When mapping California's central valleys, Derby came to Benicia on Oct. 1, 1850. He made fun of this little town and its pretensions to outdo San Francisco as the state's most important port. First published by the Alta California, that article went nationwide and made the town famous.

"Leaving the metropolis last evening by the gradually increasing in popularity steamer, 'West Point,' I 'skeeted' up Pablo Bay, with the intention of spending a few days at the world renowned seaport of Benicia. ... It was 9 o'clock and very dark at that, when we were roped in by the side of the 'ancient and fishy' smelling hulk that forms the broad wharf of Benicia. As I shouldered my carpet bag and stepped upon the wharf among the dense crowd of four individuals that were there assembled, and gazing upon the mighty city whose glimmering lights, feebly discernible through the Benician darkness, extended over an area of at least five acres, an overpowering sense of the grandeur and majesty of the great rival of San Francisco affected me."

Derby wrote about the "best and only" hotel in the city where after watching two "enterprising citizens" playing a never-ending game of billiards, he went to bed and was attacked.

"But oh! The fleas! Skipping, hopping, crawling, biting!"

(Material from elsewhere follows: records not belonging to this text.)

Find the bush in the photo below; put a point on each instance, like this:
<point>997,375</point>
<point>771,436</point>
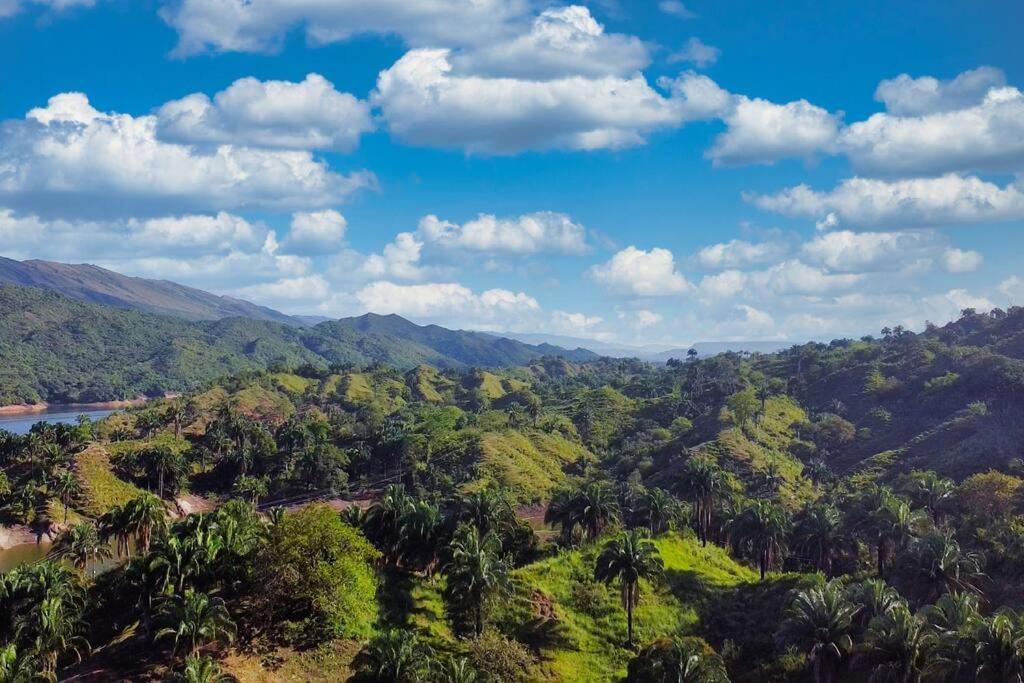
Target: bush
<point>317,575</point>
<point>501,658</point>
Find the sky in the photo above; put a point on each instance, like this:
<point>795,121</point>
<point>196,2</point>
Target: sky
<point>633,171</point>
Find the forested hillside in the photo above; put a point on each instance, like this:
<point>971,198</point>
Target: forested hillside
<point>61,350</point>
<point>834,512</point>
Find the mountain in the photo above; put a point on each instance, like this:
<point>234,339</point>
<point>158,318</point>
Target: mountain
<point>90,283</point>
<point>651,352</point>
<point>57,349</point>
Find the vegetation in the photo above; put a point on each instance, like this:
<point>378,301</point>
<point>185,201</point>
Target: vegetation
<point>841,512</point>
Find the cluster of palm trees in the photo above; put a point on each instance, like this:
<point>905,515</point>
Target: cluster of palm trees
<point>869,627</point>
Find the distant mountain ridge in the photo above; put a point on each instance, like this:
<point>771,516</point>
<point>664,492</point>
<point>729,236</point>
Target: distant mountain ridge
<point>57,349</point>
<point>95,285</point>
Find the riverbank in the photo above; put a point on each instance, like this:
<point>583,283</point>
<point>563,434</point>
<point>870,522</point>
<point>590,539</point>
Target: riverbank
<point>18,410</point>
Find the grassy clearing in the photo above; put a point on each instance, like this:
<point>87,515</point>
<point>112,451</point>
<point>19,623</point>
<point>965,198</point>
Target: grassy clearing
<point>100,488</point>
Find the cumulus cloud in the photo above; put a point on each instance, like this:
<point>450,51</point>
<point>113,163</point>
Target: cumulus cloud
<point>987,135</point>
<point>676,8</point>
<point>643,273</point>
<point>697,52</point>
<point>315,231</point>
<point>424,102</point>
<point>871,203</point>
<point>904,95</point>
<point>960,260</point>
<point>243,26</point>
<point>70,158</point>
<point>529,233</point>
<point>737,253</point>
<point>562,42</point>
<point>309,115</point>
<point>762,132</point>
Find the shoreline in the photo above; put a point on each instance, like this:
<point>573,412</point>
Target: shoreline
<point>18,410</point>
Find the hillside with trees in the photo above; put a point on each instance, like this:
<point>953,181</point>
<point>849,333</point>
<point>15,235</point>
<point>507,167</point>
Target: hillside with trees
<point>850,511</point>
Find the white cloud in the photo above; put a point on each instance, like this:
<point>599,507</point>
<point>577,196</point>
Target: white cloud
<point>697,52</point>
<point>398,259</point>
<point>676,8</point>
<point>425,102</point>
<point>847,251</point>
<point>988,135</point>
<point>637,272</point>
<point>315,231</point>
<point>528,233</point>
<point>958,260</point>
<point>309,115</point>
<point>70,158</point>
<point>870,203</point>
<point>763,132</point>
<point>904,95</point>
<point>1013,289</point>
<point>736,253</point>
<point>244,26</point>
<point>562,42</point>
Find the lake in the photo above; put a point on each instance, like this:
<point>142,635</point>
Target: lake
<point>19,424</point>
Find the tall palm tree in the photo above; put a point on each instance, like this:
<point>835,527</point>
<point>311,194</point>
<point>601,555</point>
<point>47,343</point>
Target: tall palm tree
<point>67,487</point>
<point>999,652</point>
<point>818,532</point>
<point>196,619</point>
<point>628,559</point>
<point>896,646</point>
<point>936,563</point>
<point>702,482</point>
<point>476,572</point>
<point>760,530</point>
<point>80,544</point>
<point>896,524</point>
<point>820,622</point>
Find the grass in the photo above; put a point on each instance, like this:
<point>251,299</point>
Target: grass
<point>584,635</point>
<point>101,489</point>
<point>529,462</point>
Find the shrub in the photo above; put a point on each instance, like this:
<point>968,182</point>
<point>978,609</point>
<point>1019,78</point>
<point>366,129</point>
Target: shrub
<point>317,574</point>
<point>501,658</point>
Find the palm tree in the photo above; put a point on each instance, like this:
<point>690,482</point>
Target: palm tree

His Benicia experience may have led to his "Antidote for Fleas," which advised boiling a quart of tar "until it becomes quite thin" and then applying it smoothly over your clothes.

"While the tar remains soft the flea becomes entangled in its tenacious folds and is rendered perfectly harmless; but it will soon form a hard, smooth coating entirely impervious to his bite. ... The whole coat should be removed every three or four weeks. The remedy is sure and having the advantage of simplicity and economy should be generally known."

The Army sent Derby to Florida, where he suffered a "softening of the brain." He resigned from the Army in 1859, dying two years later at the age of 38.

It is said that his writings influenced Mark Twain, who called him America's greatest humorist.